Si vous aimez la cuisine authentique, choisissez une table avec cuisson directement sur réchaud — l’expérience est bien meilleure.
Expérience recommandée aux voyageurs
Pour enrichir votre voyage, je conseille souvent :
Faire un cours de cuisine à Hanoï pour apprendre à préparer ce plat.

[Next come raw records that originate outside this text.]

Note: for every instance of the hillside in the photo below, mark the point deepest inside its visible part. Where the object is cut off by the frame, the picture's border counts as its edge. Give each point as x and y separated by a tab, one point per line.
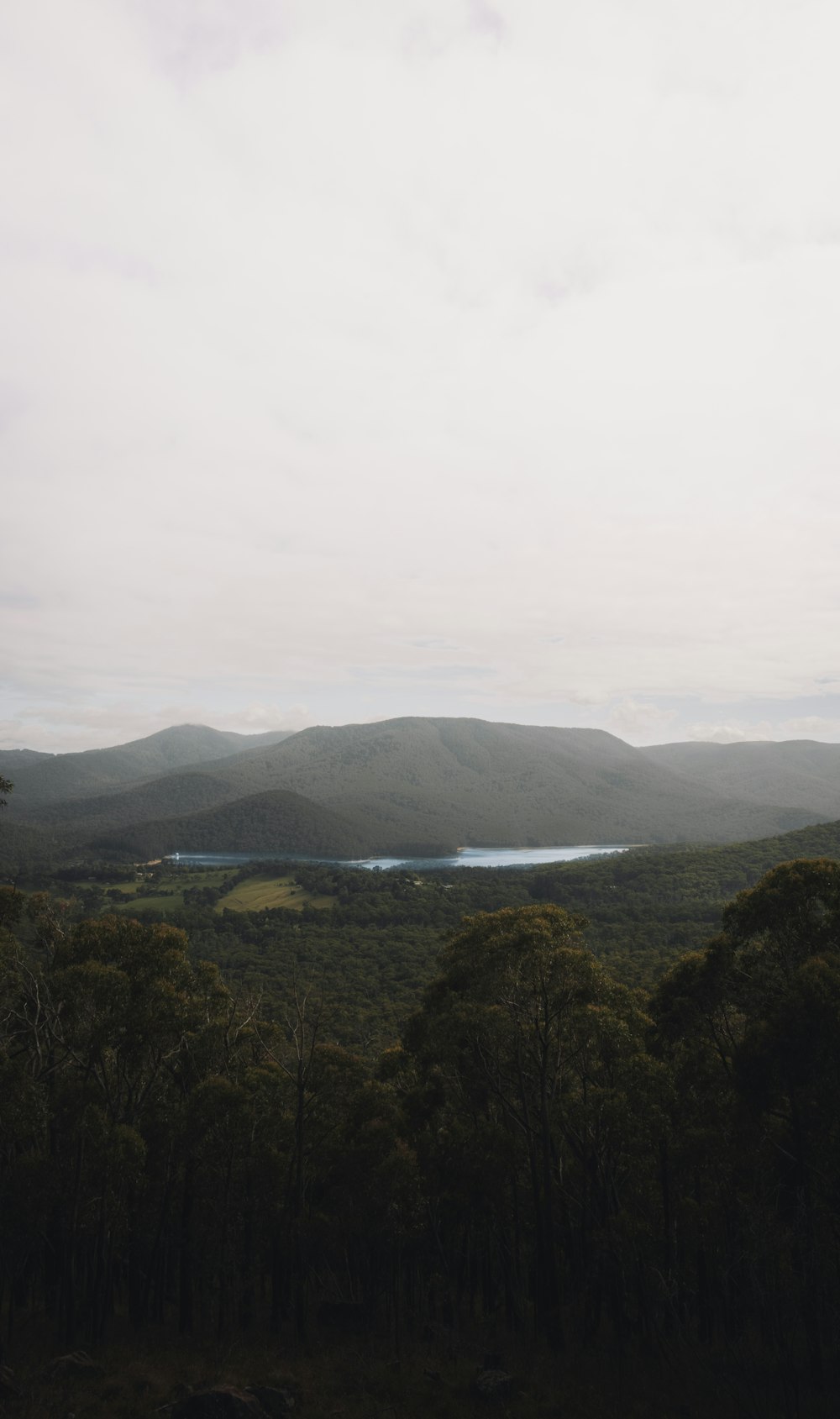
801	772
274	822
433	785
55	778
470	782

Visiter le marché Đồng Xuân pour découvrir les herbes fraîches utilisées dans la recette.
Associer cette dégustation avec une balade dans le vieux quartier : l’endroit où est né ce plat.
Pourquoi vous devez absolument essayer ce plat ?
C’est l’un des rares plats qui n’existe qu’à Hanoï.
Sa préparation raconte une partie de l’histoire culinaire de la capitale.
Son goût — un équilibre subtil entre galanga, curcuma, herbes et poisson grillé — est unique au monde.
Si vous voulez découvrir l’âme de Hanoï, faites-moi confiance : Commencez par un bol de cha ca La Vong. C’est une véritable carte postale culinaire… mais chaude, parfumée et vivante.